Hi Tristan,
> There is a huge list of URLs somewhere. URLs are constantly being
> added/removed.
- additions are from
1. regular crawls (the preceding monthly/main crawl)
2. a small side crawl run immediately before a main crawl
3. sitemaps
- URLs not observed during the last 13 months are removed
For the additions, a random factor is used in combination with ranking
signals. There is also a limit on the number of URLs per host and/or
domain sampled into the "huge list of URLs" (aka. CrawlDb)
- it does not make sense to keep many URLs from larger site because
we'll never are able to fetch all of them
- the limit is assigned individually to every host/domain based
on its harmonic centrality rank
The CrawlDb includes the ranking signal as a score and also the
timestamps when a URL was fetched latest, when it was latest seen as a
link, whether it was fetched successfully (HTTP 200, 404, redirect,
etc.) and of which MIME type the page/document was when fetched.
> 1. some of the URLs for crawling are randomly sampled from this big
> list
> 2. some of the URLs for crawling are always sampled for every crawl
> 3. some of the URLs for crawling are chosen heuristically.

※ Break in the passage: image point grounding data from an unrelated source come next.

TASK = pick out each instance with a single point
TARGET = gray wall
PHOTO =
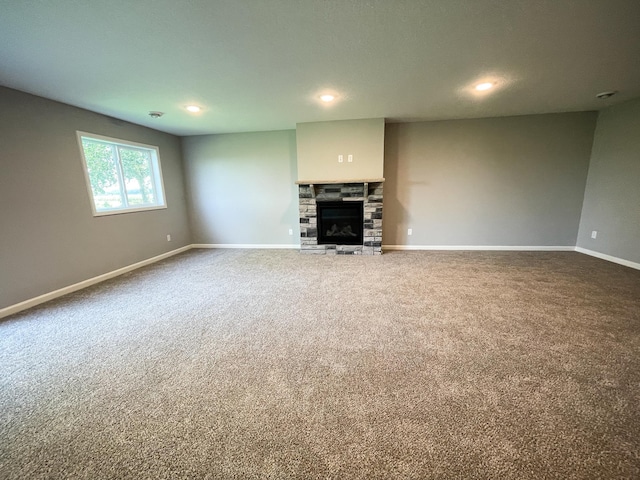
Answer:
(612, 196)
(242, 188)
(512, 181)
(320, 143)
(49, 238)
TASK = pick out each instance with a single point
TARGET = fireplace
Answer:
(339, 223)
(343, 218)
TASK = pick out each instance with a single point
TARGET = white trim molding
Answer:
(609, 258)
(32, 302)
(508, 248)
(265, 246)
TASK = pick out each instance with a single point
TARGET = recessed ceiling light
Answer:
(604, 95)
(484, 86)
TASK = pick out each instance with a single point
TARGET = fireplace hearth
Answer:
(341, 218)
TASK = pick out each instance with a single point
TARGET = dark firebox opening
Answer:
(340, 223)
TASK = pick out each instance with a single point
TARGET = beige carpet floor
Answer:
(271, 364)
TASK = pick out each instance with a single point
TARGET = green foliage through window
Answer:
(122, 176)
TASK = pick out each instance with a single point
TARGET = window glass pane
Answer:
(138, 174)
(102, 167)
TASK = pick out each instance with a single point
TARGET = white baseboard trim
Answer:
(610, 258)
(509, 248)
(278, 246)
(32, 302)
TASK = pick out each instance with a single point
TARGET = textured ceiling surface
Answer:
(261, 64)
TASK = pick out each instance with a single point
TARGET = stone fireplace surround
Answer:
(370, 192)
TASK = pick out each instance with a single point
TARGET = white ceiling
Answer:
(261, 64)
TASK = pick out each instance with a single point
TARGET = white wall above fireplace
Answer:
(321, 145)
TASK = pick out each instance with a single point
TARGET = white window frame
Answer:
(157, 179)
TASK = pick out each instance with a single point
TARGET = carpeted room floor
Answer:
(271, 364)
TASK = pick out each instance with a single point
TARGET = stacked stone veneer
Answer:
(369, 193)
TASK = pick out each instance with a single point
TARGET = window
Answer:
(121, 176)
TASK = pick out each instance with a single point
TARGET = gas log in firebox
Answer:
(341, 217)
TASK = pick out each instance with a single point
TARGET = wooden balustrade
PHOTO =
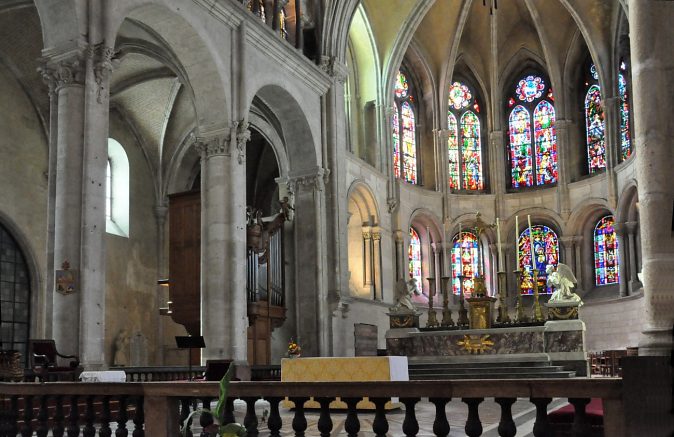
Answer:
(157, 408)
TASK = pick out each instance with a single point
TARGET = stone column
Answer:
(223, 243)
(652, 38)
(620, 230)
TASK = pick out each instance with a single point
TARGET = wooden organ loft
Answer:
(265, 279)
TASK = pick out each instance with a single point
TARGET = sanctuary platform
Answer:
(562, 343)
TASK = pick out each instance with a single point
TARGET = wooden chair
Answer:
(47, 363)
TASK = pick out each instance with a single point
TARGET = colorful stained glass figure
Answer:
(530, 88)
(414, 257)
(606, 252)
(546, 143)
(459, 96)
(396, 142)
(471, 152)
(546, 252)
(401, 87)
(453, 151)
(520, 147)
(465, 258)
(409, 145)
(625, 137)
(594, 123)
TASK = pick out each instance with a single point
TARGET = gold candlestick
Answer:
(503, 316)
(520, 317)
(432, 318)
(463, 312)
(537, 312)
(446, 312)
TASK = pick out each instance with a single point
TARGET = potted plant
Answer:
(221, 429)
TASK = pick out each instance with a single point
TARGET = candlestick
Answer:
(498, 240)
(517, 237)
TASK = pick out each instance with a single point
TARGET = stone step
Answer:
(482, 370)
(447, 376)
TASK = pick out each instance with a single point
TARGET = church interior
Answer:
(271, 172)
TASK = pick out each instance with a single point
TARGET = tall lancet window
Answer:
(465, 262)
(545, 252)
(404, 132)
(594, 123)
(605, 252)
(464, 143)
(533, 139)
(623, 93)
(414, 257)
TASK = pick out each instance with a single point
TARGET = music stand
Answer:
(190, 342)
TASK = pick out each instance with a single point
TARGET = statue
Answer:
(562, 280)
(404, 292)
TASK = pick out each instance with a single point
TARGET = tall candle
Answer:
(498, 241)
(517, 246)
(531, 244)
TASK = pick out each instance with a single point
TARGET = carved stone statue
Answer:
(562, 280)
(404, 292)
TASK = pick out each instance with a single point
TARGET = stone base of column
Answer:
(647, 395)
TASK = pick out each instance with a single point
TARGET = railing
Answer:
(156, 409)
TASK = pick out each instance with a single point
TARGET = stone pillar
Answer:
(651, 40)
(223, 243)
(634, 283)
(620, 229)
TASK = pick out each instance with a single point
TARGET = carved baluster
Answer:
(206, 419)
(274, 421)
(73, 428)
(440, 424)
(299, 421)
(580, 426)
(473, 424)
(541, 426)
(351, 424)
(105, 430)
(184, 413)
(325, 421)
(122, 417)
(380, 424)
(59, 418)
(89, 418)
(506, 426)
(139, 418)
(43, 417)
(26, 430)
(250, 420)
(410, 424)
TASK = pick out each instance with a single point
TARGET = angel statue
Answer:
(562, 280)
(404, 292)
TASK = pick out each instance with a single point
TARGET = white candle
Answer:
(531, 244)
(517, 238)
(498, 240)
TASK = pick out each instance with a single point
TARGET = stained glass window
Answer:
(594, 123)
(546, 143)
(532, 162)
(520, 147)
(625, 136)
(464, 142)
(404, 132)
(414, 256)
(465, 253)
(453, 151)
(606, 252)
(546, 252)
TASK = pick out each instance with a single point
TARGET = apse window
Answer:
(117, 190)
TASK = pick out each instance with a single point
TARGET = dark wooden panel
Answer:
(185, 259)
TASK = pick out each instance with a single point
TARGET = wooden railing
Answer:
(157, 408)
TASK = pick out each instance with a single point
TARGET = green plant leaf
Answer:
(222, 400)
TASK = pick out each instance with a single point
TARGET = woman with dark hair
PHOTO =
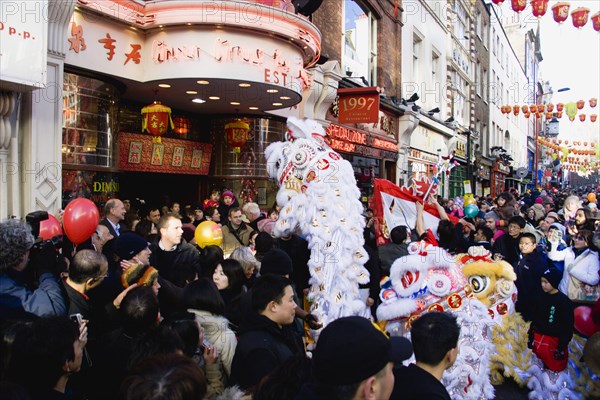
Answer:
(202, 298)
(581, 264)
(185, 325)
(210, 257)
(165, 377)
(44, 355)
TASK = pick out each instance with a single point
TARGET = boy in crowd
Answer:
(552, 326)
(532, 264)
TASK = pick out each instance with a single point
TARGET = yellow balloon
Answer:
(208, 233)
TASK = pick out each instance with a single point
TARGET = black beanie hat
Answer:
(553, 276)
(276, 261)
(129, 244)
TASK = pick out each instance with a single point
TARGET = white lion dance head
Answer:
(318, 196)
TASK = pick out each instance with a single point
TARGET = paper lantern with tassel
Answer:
(560, 11)
(580, 16)
(518, 5)
(596, 21)
(237, 134)
(156, 120)
(539, 7)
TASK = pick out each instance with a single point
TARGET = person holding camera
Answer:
(21, 258)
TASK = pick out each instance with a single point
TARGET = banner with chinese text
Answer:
(137, 152)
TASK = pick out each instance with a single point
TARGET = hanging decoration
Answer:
(596, 21)
(518, 5)
(539, 7)
(571, 110)
(580, 16)
(182, 125)
(560, 12)
(236, 132)
(156, 120)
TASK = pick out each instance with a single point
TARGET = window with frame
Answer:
(359, 53)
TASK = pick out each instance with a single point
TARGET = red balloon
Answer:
(50, 228)
(80, 220)
(584, 322)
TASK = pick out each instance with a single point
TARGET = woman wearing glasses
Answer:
(580, 276)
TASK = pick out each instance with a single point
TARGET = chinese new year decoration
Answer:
(518, 5)
(539, 7)
(156, 120)
(596, 21)
(560, 12)
(237, 134)
(580, 17)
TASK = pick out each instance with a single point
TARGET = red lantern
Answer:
(182, 125)
(560, 12)
(237, 134)
(580, 16)
(156, 120)
(519, 5)
(596, 21)
(539, 7)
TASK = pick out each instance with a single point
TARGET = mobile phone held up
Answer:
(77, 318)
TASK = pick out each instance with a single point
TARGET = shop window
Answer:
(89, 122)
(359, 54)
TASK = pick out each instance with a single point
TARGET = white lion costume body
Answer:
(428, 280)
(318, 196)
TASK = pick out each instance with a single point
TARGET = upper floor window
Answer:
(359, 54)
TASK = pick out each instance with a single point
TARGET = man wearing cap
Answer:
(266, 340)
(434, 338)
(236, 233)
(354, 360)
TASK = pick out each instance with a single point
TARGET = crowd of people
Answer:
(142, 311)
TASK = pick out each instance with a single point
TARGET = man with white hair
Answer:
(252, 212)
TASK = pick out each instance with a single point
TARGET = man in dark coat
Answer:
(266, 339)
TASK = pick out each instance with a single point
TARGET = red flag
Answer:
(394, 205)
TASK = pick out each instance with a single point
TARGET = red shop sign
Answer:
(358, 105)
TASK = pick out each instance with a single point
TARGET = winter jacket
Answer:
(178, 265)
(583, 267)
(262, 347)
(218, 333)
(16, 298)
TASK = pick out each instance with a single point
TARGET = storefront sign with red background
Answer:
(138, 152)
(358, 105)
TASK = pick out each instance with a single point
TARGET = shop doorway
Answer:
(160, 189)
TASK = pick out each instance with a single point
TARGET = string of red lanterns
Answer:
(560, 12)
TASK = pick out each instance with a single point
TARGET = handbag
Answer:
(579, 291)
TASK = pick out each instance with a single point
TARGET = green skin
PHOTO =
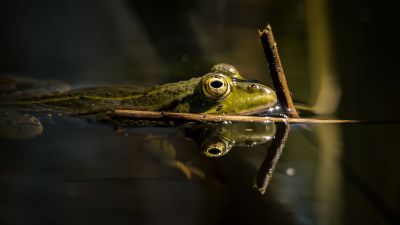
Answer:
(244, 97)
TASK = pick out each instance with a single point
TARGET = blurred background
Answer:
(340, 57)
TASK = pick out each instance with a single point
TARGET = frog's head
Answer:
(224, 90)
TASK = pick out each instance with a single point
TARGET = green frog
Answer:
(221, 91)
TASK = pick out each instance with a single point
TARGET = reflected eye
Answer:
(216, 86)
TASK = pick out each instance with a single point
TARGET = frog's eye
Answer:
(216, 86)
(216, 147)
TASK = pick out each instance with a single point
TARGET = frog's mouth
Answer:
(262, 110)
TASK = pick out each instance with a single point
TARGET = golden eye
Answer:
(216, 86)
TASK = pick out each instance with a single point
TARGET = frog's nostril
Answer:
(216, 84)
(214, 151)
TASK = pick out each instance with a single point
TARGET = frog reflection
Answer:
(216, 140)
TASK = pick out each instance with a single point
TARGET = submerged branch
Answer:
(135, 114)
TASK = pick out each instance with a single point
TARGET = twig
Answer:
(135, 114)
(275, 149)
(276, 71)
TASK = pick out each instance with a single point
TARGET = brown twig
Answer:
(276, 71)
(275, 149)
(135, 114)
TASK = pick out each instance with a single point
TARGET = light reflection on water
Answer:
(79, 172)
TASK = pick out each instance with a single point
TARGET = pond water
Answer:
(340, 56)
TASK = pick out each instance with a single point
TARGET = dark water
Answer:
(342, 55)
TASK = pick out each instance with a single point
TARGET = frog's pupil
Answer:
(216, 84)
(214, 151)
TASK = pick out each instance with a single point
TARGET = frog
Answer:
(223, 90)
(216, 140)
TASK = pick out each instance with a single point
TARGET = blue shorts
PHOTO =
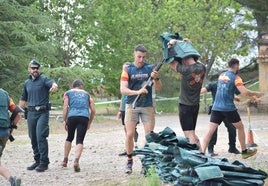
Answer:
(219, 116)
(188, 116)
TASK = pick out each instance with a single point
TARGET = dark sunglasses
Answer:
(34, 68)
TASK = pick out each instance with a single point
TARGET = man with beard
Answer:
(224, 107)
(35, 92)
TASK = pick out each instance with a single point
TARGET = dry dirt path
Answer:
(100, 163)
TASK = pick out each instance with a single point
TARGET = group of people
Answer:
(79, 110)
(192, 75)
(78, 114)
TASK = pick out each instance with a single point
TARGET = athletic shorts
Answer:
(3, 142)
(219, 116)
(145, 114)
(123, 117)
(188, 116)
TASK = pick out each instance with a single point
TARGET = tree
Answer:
(24, 35)
(260, 13)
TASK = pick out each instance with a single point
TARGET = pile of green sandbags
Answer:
(180, 163)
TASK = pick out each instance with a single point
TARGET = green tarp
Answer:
(178, 162)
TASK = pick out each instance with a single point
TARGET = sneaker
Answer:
(76, 167)
(33, 166)
(15, 181)
(41, 167)
(129, 167)
(248, 153)
(234, 150)
(64, 163)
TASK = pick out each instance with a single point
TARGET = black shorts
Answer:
(123, 117)
(188, 116)
(219, 116)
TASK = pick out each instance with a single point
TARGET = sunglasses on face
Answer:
(34, 68)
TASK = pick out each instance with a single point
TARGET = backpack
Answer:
(4, 104)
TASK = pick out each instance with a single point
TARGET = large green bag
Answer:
(178, 51)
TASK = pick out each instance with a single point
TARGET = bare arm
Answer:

Which URLs are taken from the CrawlDb into the next fetch list is
strictly speaking deterministic. But there is random involved
when "filling" the CrawlDb with URLs, and also heuristics...
Basically, 1, 2 and 3 are true. The fetch lists are created this
way:
1. calculate a generator score
- take the page score
(this is why a small number of URLs with high scores are selected
every or almost every crawl)
- add a small value for every day elapsed since the last fetch
(add more for URLs not seen before)
- subtract a small value for every day elapsed since the URL was seen
latest
- subtract a configurable value if a page was found to be a 404,
a 304 (not modified), etc.
2. skip URLs when the generator score is below a certain threshold
3. for both domains and hosts there are limits on the number of URLs
selected per domain/host. The URLs are sorted by decreasing score.
If a per-domain/host limit is reached, remaining URLs of this
domain/host are skipped.
4. the URLs are distributed over segments and (per segment) over
partitions.
5. segments are fetched sequentially and all partitions of
one segment are fetched concurrently
6. after the fetch the WARC records of one segment are shuffled
and distributed by URL hash (pseudorandom distribution) over
WARC files.
I hope this answers questions 1 - 3.
> 4. I’m wondering whether the content is totally randomized across
> common crawl segments? So, for example, would this file contain a
> uniformly random sampling of all of the common crawl content from all
> of the different segments?
No it isn't. When distributing URLs over the 100 segments:
- up to 100-200 URLs from the same host are always kept together
because fetching even a single page from one host requires a
DNS lookup and to request and parse robots.txt. This causes
that hosts with few pages are distributed over few segments
but more or less randomly selected segments (there are some
other constraints, eg. max size of a segment).
- because of the shuffle (step 6 above) URLs from one host
are distributed pseudorandomly over WARC/WAT/WET files.
The short answer: if you want a random sample, I'd also randomly
select WARC/WAT/WET files.
Best,
Sebastian